Vim sure, more for tmux for me to be honest. Its quicker to resize panes/select things with the mouse at times.
People that take keyboard only to the extreme strike me as adhering to the letter of the law rather than the intent. Whichever works faster for a person is better.
I think the key is having the option to use the mouse, in addition to normal Vim keyboard shortcuts. If I'm switching back and forth between Vim and a browser, for instance, I have my right hand on the mouse already, and I can scroll with the wheel, select a tmux pane, copy and paste things, etc. very easily. If I didn't have that option, I'd have to switch back to the keyboard. If I have both hands on the keyboard already, I'm probably not going to use the mouse.
> All of that can be done much more efficiently without the mouse:
Surely we don't need to get into this sort of thing here.
If you don't know how to do it without the mouse, then it's more efficient to do it with the mouse. If you don't remember how to do it without the mouse, then it's more efficient to do it with the mouse. If you just like using the mouse better, then ….
Anyway, and perhaps more importantly, it doesn't hurt any of us if anyone else values ease of use (even if it's illusory or temporary!) over efficiency.
>All of that can be done much more efficiently without the mouse
No. All this can be made with an extra cognitive overload provided by the use of keyboard shortcuts that makes you think you're doing something useful and/or faster than with the mouse.
Especially if you don't need to have your hand at the keyboard at all times (i.e you're just browsing code and not writing), scrolling with the mouse is way faster.
I agree on most points, but there is no way that wacking Ctrl-W +/-/>/< is more pleasant than just moving either your index finger or your thumb a half an inch to use a trackpoint or trackpad and instantly get the window proportions you want.
You can of course make nicer mappings, but even then it isn't as nice.
No. I know what the difference is between the two.
And I know that I never use mouse in one or the other. I don't use it for scrolling, I don't use it for pointing and clicking, I don't use for selecting stuff…
REPL? no use for the mouse. htop? no use for the mouse. git/svn/hg? no use for the mouse.
How do you select text then? I'm sure there are ways, but they are certainly not intuitive and I've never bothered to look them up since I don't do this task as often.
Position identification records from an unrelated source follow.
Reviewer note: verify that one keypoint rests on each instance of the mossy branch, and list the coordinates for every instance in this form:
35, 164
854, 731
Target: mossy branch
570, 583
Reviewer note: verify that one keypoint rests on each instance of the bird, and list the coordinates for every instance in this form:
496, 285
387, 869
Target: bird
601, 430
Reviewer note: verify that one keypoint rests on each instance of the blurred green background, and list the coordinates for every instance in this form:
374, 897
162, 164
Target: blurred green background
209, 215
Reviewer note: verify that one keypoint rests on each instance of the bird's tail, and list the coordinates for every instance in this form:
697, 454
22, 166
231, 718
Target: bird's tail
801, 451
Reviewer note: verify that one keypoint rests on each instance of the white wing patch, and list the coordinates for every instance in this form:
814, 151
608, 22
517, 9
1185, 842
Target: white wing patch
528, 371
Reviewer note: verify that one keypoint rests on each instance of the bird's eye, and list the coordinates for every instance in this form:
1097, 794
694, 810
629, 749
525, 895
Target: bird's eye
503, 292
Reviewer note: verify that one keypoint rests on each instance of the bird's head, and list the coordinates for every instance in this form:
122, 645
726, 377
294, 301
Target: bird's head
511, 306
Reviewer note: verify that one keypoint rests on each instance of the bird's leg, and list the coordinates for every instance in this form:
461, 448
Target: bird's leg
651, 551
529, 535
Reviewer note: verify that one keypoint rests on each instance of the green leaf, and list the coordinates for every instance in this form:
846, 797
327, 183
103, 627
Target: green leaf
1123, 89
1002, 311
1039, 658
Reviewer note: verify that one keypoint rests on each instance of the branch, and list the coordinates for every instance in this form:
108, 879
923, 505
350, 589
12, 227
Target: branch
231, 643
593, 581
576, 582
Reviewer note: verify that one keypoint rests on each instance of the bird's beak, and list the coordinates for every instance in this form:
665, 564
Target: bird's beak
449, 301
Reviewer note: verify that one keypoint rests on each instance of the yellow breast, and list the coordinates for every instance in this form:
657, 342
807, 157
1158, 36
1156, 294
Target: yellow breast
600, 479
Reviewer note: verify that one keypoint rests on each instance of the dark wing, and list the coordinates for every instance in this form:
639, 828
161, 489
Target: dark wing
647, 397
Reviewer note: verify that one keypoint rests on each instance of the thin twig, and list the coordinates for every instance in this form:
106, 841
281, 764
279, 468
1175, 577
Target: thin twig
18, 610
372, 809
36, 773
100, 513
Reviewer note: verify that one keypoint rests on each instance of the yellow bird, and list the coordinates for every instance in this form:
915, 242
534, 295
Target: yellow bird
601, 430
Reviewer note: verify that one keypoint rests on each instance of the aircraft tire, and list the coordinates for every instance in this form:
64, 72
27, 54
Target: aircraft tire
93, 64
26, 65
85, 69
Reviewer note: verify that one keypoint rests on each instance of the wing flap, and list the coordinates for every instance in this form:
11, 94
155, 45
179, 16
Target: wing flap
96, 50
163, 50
This can be fixed by editing the keybindings for your shell. Bash by default on OS X? If so Google for ".inputrc", mine looks like this:
# See http://www.reddit.com/r/commandline/comments/kbeoe/you_can_make_readline_and_bash_much_more_user/
"\eOd": backward-word
"\e[5D": backward-word # for OS X
"\eOc": forward-word
"\e[5C": forward-word # for OS X
"\C-f": reverse-search-history
"\C-F": reverse-search-history # for OS X
#Control-F: reverse-search-history
#Control-j: menu-complete
#Control-k: menu-complete-backward
set bell-style none
set completion-ignore-case on
set completion-prefix-display-length 2
set show-all-if-ambiguous on
set show-all-if-unmodified on
I might as well answer seeing as I found this out yesterday. Go to the profile options then the keys tab. Then there is an option for left/right option key acting as normal meta or +esc. While meta sounds correct for this, esc+ was recommended and works.